Tarhoosier's post contains exactly the same info we received when we were investigating PCa tx options (all forms and combinations of RP, RT, ADT, etc) for PJD's T3 stage cancer. During consults with several respected open RP surgeons, we learned that they preferred no ADT for their patients prior to RP. The surgeons we met with indicated that ADT can make prostate and surrounding tissue more "sticky" and thus more difficult to visually & tactilely differentiate between cancerous and non-cancerous tissue, even with wide cutting margins by the most experienced and skilled tactile uro-surgeon.
Depending on overall patient health, fitness, tumor stage and prostate size, most open RP surgeries for PCa can be preformed on enlarged prostates. Some robotic RP docs will tell you its also possible to remove enlarged cancerous prostates. But what they don't tell you is they'll have to slice it in pieces first in order to fit through one of the 6 one inch incisions.

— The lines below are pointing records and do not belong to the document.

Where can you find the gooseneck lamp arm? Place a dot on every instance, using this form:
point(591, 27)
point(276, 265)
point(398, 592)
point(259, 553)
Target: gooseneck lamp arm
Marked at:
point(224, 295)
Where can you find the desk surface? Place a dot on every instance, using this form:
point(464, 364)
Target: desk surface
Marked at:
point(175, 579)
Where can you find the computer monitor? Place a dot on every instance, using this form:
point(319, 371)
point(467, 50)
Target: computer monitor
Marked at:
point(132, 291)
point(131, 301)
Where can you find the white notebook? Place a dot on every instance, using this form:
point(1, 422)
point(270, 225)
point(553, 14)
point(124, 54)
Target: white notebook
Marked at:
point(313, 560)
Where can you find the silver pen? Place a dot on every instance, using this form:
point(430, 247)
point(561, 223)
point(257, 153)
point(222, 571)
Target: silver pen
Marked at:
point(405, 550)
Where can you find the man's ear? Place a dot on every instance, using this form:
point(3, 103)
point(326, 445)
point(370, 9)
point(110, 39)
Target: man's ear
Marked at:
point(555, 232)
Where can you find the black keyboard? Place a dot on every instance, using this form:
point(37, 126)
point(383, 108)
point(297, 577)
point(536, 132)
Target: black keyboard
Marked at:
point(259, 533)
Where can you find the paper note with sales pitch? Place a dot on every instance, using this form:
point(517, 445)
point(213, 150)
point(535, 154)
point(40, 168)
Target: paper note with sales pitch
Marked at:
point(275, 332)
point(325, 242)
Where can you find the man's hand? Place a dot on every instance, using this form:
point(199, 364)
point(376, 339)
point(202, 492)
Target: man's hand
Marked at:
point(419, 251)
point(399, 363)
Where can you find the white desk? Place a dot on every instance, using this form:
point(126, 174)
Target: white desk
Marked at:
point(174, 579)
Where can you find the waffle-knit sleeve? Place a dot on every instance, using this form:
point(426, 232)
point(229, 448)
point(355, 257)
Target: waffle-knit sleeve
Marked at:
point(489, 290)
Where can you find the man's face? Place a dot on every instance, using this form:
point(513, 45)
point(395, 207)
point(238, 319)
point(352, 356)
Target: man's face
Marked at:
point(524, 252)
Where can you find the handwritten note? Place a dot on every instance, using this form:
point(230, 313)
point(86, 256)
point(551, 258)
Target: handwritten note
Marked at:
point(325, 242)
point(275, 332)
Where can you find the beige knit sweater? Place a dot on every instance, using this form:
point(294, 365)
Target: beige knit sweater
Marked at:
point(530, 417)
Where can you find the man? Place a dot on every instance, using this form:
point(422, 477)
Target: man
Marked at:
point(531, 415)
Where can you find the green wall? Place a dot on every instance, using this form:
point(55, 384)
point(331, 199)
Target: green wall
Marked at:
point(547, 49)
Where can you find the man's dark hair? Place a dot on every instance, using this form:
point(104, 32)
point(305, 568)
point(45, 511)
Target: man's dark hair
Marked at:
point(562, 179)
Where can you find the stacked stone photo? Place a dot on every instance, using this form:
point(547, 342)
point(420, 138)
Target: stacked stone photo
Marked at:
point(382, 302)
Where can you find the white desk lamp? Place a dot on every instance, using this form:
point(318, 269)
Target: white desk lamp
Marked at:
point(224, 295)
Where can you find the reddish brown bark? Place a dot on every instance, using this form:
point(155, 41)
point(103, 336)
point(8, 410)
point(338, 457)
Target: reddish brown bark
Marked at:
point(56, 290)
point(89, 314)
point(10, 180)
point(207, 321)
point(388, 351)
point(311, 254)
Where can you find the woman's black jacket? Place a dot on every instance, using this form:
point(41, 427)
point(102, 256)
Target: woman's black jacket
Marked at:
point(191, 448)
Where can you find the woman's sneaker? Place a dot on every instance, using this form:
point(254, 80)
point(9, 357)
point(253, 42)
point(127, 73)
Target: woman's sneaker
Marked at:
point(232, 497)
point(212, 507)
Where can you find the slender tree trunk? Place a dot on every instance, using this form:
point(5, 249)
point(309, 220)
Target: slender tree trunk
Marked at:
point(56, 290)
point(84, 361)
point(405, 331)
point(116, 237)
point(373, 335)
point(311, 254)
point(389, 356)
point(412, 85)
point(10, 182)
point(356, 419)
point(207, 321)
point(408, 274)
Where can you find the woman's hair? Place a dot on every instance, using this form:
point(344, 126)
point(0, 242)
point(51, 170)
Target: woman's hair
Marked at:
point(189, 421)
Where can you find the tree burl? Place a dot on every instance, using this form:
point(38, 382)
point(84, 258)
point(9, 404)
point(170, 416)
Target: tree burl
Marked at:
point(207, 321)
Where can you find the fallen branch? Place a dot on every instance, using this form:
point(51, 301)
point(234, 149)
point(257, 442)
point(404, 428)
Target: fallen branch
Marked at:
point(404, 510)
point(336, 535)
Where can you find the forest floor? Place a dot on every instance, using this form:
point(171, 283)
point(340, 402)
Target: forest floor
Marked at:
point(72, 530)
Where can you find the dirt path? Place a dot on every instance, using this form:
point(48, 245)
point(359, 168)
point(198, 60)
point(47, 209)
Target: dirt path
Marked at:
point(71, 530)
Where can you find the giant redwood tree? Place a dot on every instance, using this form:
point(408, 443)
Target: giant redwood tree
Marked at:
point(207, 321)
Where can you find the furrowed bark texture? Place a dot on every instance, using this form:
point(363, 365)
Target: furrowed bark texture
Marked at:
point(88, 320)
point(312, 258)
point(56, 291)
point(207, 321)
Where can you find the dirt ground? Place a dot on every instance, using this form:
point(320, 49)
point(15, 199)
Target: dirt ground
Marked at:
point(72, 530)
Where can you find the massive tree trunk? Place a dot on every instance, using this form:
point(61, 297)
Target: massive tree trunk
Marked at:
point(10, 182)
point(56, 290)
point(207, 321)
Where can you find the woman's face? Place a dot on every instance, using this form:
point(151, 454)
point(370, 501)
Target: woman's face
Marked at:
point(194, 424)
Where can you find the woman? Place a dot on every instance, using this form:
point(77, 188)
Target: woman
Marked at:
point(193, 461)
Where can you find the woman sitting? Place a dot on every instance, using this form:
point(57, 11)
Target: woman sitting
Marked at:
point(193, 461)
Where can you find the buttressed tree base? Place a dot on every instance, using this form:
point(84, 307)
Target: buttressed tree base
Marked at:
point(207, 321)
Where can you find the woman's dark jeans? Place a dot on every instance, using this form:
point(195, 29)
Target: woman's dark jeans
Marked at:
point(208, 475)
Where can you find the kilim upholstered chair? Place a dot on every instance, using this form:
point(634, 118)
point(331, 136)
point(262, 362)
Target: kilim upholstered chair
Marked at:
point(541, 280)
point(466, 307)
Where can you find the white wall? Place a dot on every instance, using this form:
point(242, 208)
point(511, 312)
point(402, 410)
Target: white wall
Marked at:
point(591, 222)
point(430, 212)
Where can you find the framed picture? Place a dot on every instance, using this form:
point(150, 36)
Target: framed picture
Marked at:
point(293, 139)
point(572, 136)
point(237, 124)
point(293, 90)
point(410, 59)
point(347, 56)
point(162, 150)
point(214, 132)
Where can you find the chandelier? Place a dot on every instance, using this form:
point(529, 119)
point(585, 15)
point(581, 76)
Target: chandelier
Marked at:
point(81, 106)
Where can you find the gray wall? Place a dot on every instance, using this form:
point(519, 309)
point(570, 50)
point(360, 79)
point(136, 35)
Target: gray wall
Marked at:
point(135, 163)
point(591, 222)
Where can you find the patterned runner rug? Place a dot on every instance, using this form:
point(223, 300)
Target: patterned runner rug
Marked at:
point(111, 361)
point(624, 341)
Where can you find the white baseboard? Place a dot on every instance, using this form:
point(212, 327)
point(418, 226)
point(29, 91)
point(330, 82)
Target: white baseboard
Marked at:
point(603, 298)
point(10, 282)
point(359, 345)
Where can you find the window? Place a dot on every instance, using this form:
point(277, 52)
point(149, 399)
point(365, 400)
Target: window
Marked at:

Certainly opinions vary and every RP surgeon (open or robotic) has his/her own preferences, as do their patients.
In regard to several other questions in threads by the original poster: A number of recently published peer reviewed study findings conclude that a short term protocol of ADT combined with RT, especially for intermediate/high risk stages, has "improved long-term biochemical tumor control, reduction in distant metastases and prostate cancer-related death." Here's a link to one of the latest studies related to this subject:
http://www.redjournal.org/article/S0360-3016(13)00165-X/abstract
Good luck to everyone.
mrs pjd, Wife of a T3 Stage PCa Survivor
Thanks for the info!
I am just completing four months of HT and eight weeks of RT, and I am trying to understand the therapeutic benefits of continuing HT for the next year or so. As it has been explained to me, HT shrinks/starves PC cells and makes them more susceptible to RT. Assuming the RT has been "successful" (PSA=0), what benefit would further HT produce? Or is it simply a precautionary or palliative measure?